In 1958, co-founder Brayton "Brady" Harris established an East Coast branch of Troubador Press in Greenwich Village, New York. During this period, the company briefly operated an imprint called "Troubador Poets", which focused on publishing contemporary poets associated with the emerging Beat movement. Troubador Press was involved in the early production of Yugen magazine, a notable Beat poetry journal. Issues 1 and 2 of Yugen were printed by Troubador Press with layout and production handled by Harris. After Harris returned to San Francisco, Amiri Baraka (then known as LeRoi Jones) continued publishing Yugen through his own Totem Press and later Aardvark Press, completing issues 3 through 8.

Harris later reflected that the Troubador Poets imprint and other off-Broadway projects in New York were ultimately unprofitable, prompting his full return to San Francisco.

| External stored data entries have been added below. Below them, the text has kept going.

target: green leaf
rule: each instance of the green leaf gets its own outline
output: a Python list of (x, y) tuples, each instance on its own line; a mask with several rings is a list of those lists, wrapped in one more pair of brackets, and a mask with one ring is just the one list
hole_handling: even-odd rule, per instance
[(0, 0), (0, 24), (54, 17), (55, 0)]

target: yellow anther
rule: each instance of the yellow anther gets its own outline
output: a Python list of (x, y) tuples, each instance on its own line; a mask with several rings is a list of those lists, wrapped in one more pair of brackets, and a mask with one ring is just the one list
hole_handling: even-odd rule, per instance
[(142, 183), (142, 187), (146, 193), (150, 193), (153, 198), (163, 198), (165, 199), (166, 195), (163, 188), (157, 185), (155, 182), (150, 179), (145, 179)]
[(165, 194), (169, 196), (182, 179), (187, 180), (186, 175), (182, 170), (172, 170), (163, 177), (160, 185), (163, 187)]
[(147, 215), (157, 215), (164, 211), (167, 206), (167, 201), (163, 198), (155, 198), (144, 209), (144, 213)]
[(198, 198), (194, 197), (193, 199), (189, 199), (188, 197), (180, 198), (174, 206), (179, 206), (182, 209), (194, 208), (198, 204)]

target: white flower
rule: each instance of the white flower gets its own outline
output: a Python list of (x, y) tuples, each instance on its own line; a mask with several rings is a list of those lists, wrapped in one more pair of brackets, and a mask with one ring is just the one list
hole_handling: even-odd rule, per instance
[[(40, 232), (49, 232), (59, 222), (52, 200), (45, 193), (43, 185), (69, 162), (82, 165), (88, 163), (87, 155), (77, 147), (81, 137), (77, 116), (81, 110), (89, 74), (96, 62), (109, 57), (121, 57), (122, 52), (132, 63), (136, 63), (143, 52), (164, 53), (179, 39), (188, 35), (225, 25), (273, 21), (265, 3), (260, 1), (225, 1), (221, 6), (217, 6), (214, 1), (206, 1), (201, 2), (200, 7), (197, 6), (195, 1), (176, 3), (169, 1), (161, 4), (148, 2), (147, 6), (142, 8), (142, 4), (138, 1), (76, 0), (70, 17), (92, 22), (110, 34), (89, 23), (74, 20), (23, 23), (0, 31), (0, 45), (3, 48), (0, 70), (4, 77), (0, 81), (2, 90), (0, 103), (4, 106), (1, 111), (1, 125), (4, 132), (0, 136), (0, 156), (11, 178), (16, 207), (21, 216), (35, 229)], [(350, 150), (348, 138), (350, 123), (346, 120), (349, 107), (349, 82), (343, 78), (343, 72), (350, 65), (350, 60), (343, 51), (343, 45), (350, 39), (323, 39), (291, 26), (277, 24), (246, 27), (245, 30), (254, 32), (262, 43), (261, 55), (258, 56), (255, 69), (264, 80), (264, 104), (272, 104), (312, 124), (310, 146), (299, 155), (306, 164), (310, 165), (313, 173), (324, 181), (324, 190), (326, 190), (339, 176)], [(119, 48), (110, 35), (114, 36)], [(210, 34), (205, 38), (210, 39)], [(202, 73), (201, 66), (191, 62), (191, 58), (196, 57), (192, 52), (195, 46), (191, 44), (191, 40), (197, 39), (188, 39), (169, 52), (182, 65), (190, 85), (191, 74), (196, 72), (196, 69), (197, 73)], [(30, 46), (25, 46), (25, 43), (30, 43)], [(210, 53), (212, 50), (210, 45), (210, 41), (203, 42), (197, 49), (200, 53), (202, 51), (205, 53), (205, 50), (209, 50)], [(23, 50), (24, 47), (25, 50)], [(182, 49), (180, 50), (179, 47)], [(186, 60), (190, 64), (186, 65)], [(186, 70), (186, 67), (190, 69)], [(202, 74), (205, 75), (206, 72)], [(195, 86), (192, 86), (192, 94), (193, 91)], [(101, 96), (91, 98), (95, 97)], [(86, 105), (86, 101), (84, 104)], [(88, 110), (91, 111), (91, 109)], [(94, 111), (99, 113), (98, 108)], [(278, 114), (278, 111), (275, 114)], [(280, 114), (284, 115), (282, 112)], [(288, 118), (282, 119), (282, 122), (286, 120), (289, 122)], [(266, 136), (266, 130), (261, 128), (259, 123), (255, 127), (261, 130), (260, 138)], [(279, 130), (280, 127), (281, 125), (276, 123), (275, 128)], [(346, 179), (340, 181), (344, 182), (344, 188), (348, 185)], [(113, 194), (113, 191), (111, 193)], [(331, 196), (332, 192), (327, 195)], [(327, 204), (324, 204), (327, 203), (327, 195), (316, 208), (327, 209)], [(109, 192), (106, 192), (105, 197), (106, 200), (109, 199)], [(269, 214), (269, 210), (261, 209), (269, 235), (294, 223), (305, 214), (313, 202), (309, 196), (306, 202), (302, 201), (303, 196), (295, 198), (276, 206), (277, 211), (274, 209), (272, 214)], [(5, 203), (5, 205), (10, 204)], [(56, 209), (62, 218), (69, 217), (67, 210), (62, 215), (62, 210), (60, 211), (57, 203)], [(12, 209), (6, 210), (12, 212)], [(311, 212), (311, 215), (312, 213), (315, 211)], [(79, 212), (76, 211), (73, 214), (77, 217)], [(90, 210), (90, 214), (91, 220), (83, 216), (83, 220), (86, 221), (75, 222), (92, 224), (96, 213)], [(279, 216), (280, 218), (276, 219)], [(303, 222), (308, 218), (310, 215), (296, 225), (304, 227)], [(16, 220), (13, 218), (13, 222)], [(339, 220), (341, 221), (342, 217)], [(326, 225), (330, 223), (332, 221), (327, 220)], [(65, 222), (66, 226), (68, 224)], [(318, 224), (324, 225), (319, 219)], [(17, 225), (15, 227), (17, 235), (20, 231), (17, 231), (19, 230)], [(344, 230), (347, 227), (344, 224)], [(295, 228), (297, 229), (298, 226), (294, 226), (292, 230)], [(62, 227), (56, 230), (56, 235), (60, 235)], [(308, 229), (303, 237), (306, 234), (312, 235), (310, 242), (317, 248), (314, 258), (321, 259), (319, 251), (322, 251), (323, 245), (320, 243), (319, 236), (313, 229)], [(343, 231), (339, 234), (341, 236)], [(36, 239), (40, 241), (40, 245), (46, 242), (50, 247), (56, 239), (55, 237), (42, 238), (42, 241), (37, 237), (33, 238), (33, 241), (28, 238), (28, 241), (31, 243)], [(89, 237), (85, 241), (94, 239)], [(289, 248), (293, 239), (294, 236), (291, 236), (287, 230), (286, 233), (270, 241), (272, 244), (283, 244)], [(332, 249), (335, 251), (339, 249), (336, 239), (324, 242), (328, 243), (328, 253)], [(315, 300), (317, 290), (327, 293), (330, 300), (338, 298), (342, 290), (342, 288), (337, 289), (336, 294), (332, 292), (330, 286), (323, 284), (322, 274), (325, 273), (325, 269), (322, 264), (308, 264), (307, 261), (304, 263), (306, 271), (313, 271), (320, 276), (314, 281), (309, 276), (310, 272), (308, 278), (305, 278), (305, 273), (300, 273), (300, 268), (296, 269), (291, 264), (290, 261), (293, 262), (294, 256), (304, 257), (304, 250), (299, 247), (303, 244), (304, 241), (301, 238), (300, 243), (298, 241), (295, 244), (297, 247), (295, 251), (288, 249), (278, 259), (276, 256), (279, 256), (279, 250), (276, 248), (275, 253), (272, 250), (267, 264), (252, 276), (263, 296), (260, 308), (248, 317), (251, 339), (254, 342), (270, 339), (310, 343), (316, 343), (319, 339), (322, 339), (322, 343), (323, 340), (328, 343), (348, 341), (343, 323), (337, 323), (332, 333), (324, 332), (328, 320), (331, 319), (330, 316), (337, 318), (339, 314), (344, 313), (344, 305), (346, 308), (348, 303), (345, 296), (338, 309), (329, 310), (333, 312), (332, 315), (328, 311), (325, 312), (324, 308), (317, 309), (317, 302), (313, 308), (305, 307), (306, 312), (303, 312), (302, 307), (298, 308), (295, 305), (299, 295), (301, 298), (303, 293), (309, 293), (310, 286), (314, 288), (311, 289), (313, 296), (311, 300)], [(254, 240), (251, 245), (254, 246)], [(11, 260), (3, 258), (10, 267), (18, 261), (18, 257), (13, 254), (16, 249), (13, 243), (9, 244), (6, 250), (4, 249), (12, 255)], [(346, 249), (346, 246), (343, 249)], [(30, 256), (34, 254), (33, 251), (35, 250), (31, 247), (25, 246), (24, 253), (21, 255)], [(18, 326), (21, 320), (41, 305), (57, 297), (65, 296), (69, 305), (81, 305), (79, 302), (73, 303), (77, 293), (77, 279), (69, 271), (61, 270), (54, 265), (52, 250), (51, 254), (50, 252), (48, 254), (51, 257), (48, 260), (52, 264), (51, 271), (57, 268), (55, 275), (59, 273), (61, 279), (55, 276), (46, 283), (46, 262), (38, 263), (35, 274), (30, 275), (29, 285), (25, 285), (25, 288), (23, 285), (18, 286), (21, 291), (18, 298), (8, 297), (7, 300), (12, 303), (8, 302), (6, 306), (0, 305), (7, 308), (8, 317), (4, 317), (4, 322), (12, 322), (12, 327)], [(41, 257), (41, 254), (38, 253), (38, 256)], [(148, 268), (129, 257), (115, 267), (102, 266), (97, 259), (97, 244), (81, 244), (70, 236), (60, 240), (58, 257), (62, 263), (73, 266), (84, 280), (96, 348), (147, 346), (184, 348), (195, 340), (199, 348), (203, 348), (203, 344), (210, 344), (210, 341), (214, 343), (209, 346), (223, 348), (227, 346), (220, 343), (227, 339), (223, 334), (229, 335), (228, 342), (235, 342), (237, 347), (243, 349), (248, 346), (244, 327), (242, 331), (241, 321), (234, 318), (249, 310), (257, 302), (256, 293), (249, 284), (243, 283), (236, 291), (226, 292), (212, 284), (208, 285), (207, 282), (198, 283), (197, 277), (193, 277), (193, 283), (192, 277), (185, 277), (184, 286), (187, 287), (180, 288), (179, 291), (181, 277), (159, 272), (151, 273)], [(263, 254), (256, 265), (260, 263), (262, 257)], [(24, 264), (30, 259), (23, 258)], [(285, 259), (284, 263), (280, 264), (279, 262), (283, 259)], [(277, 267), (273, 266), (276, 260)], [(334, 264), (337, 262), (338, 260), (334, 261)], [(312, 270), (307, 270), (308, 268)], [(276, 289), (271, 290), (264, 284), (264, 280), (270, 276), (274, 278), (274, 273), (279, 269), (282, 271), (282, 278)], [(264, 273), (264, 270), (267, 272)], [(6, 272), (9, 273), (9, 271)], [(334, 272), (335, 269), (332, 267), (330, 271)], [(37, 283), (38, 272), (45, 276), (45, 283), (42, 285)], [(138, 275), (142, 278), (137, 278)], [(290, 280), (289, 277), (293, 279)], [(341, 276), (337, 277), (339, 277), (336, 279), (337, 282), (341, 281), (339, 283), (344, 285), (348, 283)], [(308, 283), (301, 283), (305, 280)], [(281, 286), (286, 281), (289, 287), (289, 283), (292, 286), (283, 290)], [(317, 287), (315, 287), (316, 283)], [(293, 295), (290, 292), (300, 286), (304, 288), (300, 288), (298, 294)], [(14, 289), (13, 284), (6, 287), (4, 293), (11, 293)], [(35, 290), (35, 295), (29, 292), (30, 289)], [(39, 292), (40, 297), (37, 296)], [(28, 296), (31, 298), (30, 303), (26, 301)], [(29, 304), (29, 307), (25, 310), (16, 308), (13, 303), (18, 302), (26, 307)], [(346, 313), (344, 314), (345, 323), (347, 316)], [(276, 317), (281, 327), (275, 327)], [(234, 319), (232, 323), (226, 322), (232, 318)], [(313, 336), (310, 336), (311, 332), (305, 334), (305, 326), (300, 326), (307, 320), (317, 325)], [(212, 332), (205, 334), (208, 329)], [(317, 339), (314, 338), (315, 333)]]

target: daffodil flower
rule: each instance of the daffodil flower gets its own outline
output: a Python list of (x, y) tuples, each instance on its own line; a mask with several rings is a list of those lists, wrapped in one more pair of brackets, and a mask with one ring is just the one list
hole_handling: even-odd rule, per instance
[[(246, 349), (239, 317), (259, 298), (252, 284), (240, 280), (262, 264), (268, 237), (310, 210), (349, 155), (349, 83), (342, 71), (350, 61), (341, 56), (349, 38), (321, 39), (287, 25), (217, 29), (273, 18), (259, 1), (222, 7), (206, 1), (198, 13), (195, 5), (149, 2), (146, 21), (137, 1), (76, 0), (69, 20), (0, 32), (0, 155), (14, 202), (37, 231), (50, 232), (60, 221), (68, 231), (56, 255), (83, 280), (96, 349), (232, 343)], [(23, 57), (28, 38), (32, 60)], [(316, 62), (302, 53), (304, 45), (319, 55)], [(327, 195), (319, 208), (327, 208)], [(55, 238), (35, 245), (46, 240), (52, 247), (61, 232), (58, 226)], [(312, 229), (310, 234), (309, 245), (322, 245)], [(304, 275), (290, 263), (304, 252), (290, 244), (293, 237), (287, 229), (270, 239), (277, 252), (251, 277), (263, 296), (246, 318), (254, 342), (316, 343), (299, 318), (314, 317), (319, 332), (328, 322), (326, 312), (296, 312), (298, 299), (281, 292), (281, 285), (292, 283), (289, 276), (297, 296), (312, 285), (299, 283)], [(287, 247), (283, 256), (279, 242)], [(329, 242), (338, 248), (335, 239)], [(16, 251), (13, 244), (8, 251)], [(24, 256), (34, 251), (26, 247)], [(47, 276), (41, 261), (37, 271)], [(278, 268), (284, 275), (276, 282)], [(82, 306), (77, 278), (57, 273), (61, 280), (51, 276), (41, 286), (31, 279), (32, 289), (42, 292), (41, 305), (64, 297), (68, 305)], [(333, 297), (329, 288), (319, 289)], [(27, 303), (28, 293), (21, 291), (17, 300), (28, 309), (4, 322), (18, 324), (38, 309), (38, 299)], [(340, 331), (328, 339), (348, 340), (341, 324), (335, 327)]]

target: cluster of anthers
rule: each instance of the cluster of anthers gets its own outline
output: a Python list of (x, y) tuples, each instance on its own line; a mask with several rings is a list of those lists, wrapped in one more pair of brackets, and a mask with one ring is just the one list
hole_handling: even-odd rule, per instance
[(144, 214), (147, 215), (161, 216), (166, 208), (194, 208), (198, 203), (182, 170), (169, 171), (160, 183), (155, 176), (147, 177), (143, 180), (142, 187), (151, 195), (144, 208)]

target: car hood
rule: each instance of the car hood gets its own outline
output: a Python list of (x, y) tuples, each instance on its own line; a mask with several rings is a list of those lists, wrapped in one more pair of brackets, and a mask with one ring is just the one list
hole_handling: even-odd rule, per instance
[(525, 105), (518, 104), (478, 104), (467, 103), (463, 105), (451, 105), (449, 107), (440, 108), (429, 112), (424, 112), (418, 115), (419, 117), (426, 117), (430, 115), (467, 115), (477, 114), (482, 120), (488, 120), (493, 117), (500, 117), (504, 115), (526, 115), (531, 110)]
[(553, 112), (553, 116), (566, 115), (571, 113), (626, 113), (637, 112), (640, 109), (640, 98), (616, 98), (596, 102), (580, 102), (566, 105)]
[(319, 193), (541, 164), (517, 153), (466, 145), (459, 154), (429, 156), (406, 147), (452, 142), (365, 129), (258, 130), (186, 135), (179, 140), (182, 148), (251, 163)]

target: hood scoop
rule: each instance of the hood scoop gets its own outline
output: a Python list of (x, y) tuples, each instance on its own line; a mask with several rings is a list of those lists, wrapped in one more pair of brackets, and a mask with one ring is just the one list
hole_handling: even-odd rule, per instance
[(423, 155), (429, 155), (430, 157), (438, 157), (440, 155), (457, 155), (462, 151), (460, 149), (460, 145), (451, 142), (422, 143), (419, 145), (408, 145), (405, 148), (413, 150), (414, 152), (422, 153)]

From approximately 1959 to 1967, Harris and Malcolm Whyte collaborated on printing and publishing poetry for City Lights Books, working closely with Lawrence Ferlinghetti. During this time, Troubador Press became a major printer for the Beat poetry scene, producing work by poets such as Allen Ginsberg, Jack Spicer, and Robert Creeley.

Following the departure of Harris in 1961, Whyte expanded Troubador’s offerings beyond cards. In 1967, Troubador published its first coloring book, The Fat Cat Coloring & Limerick Book, illustrated by Donna Sloan. The book’s success led to the company’s transition into illustrated publications. By the 1970s, Troubador was publishing an eclectic catalog of books, including collaborations with notable figures such as Edward Gorey, Morrie Turner, Larry Todd, Gompers Saijo, and Greg Irons.

Troubador Press became known for producing high-quality, large-format coloring books featuring intricate artwork, particularly in the coloring book market. Notable titles include The Black & White Coloring Book (1969), Gorey Games (1979), and The Advanced Dungeons & Dragons Coloring Album (1979), the latter created in collaboration with Dungeons & Dragons co-creator Gary Gygax.

In 1981, Whyte sold Troubador Press to Price Stern Sloan (PSS) but continued as Editorial Director, producing books under the Troubador imprint until 1996. The Putnam Publishing Group (now the Penguin Group, and now part of Penguin Random House) bought Price Stern Sloan in 1993, and in 1997 the headquarters were moved to New York. Though Penguin Random House still publishes titles that used to be published by Price Stern Sloan, they no longer use Price Stern Sloan as an imprint.

== Notable publications ==
- The Fat Cat Coloring & Limerick Book (1967) by Malcom Whyte
- The Black & White Coloring Book (1969) by Morrie Turner
- The Occult Coloring Book (1971) by Saijo Gompers
- Monster Gallery (1973) by Mark Sovee
- Science Fiction Anthology (1974) by Ken and Mark Savee
- Tales of Fantasy (1975) by Larry Todd
- The Advanced Dungeons & Dragons Coloring Album (1979) by Greg Irons
- Gorey Games (1979) by Edward Gorey and Larry Evans

== Legacy ==
Troubador Press played a pivotal role in the evolution of independent publishing, particularly in the niche markets of comics, fantasy art, and interactive books. The company was acquired by Price Stern Sloan in 1981, but Whyte continued to contribute as Editorial Director until 1996.